How Carolyn Pearson of Maiden-Voyage.com does her own PR

11 Feb How Carolyn Pearson of Maiden-Voyage.com does her own PR

Carolyn Pearson of Maiden VoyageMy next interview is with Carolyn Pearson, founder of Maiden-voyage.com which has garnered a fair bit of publicity since its inception, twelve years ago now. As well as coming up with a great business idea, Carolyn is naturally PR minded so I thought she would make a great subject for this column.

Carolyn, tell us about maiden-voyage.com

I started maiden-voyage.com as a social anti-dote to being stuck in a hotel room eating room service whilst away on business. Exclusively for female business travellers, women can connect up anywhere in the world with other members for dinner or to explore a new city in safety and company.

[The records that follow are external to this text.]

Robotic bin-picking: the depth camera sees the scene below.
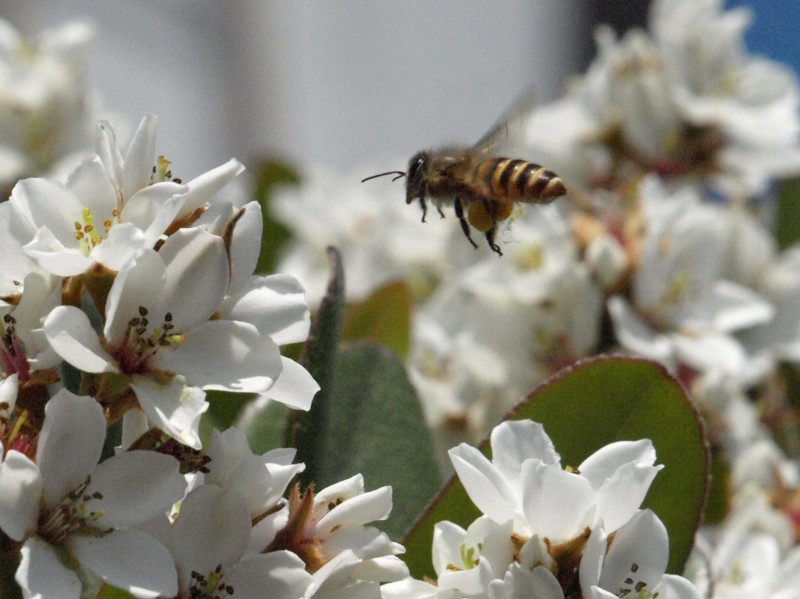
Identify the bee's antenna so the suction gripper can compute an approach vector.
[361,171,406,183]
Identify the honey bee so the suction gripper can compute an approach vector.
[361,97,567,256]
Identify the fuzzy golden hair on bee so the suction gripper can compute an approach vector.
[362,94,567,256]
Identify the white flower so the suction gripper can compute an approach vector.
[580,27,681,163]
[263,474,408,599]
[580,510,701,599]
[0,271,61,382]
[450,421,661,543]
[0,20,96,189]
[219,202,319,410]
[11,115,243,276]
[0,390,185,599]
[608,178,774,381]
[382,421,700,599]
[270,164,454,304]
[691,530,800,599]
[650,0,800,193]
[10,115,187,276]
[203,428,304,519]
[146,485,312,599]
[44,229,281,448]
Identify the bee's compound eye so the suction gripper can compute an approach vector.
[408,152,427,181]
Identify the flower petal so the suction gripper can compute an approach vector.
[491,420,561,480]
[0,450,42,541]
[225,551,313,599]
[173,485,250,588]
[520,459,594,543]
[87,451,186,528]
[228,201,264,294]
[181,158,244,216]
[44,306,118,372]
[154,228,228,332]
[131,377,208,449]
[599,510,669,596]
[447,443,524,524]
[222,274,311,345]
[103,249,166,347]
[36,389,106,507]
[9,178,83,245]
[25,227,93,277]
[256,356,320,411]
[14,537,81,599]
[153,320,281,393]
[119,114,158,199]
[68,530,178,599]
[91,223,145,270]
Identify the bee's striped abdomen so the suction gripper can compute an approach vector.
[476,158,567,203]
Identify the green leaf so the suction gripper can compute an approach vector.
[286,247,344,484]
[404,356,709,577]
[0,548,22,599]
[775,177,800,249]
[342,281,414,358]
[317,342,442,538]
[97,585,134,599]
[236,394,291,454]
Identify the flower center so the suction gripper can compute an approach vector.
[115,306,186,375]
[189,565,233,599]
[38,476,108,545]
[75,207,119,256]
[0,314,31,382]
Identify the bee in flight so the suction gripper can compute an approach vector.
[361,97,567,256]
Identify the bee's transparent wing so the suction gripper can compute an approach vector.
[472,89,536,154]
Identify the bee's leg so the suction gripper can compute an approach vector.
[455,198,478,249]
[486,226,503,256]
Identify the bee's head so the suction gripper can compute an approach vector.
[406,151,428,204]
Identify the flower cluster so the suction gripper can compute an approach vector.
[381,420,700,599]
[274,0,800,597]
[0,19,99,199]
[0,116,408,599]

We recommend safe, female friendly hotels and partner with up-market spa, beauty and fashion brands to save our members valuable shopping time whilst they are away from home. Many of our travel partners provide exclusive offers and discounts for our members.

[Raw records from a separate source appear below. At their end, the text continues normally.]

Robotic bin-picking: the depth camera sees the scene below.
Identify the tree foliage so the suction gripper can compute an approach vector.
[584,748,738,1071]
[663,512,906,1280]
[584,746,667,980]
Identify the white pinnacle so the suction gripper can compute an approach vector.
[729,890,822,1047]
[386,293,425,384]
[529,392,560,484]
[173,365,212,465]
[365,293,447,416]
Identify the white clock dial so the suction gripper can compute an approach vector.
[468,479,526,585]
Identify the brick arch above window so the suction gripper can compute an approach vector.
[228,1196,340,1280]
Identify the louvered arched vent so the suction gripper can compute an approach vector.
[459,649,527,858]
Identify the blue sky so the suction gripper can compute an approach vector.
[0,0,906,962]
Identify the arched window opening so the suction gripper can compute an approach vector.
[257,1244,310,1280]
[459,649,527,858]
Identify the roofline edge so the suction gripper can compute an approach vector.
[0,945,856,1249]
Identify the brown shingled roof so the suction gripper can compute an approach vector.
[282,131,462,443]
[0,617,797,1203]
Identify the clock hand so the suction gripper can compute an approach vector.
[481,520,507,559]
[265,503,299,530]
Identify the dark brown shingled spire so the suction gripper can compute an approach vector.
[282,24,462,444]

And what PR have you had so far?

Tons! We’ve been interviewed on CNN TV, BBC Radio and featured in lots of quality print and online publications including the New York Times, the Guardian, Management Today and lots of travel mags and blogs.

Tell us about what you’ve done to get that coverage?

I didn’t actually do anything to court the really high-profile media, I was just lucky enough to be in the right place at the right time and of course have a product that is unique and naturally newsworthy.

How much time have you been spending on promotional activities?

I probably spend more time on promotional activities than I should! I love it and find that I’m a natural and I’ve been (rightly) accused of doing PR at the cost of more challenging activities such as business development.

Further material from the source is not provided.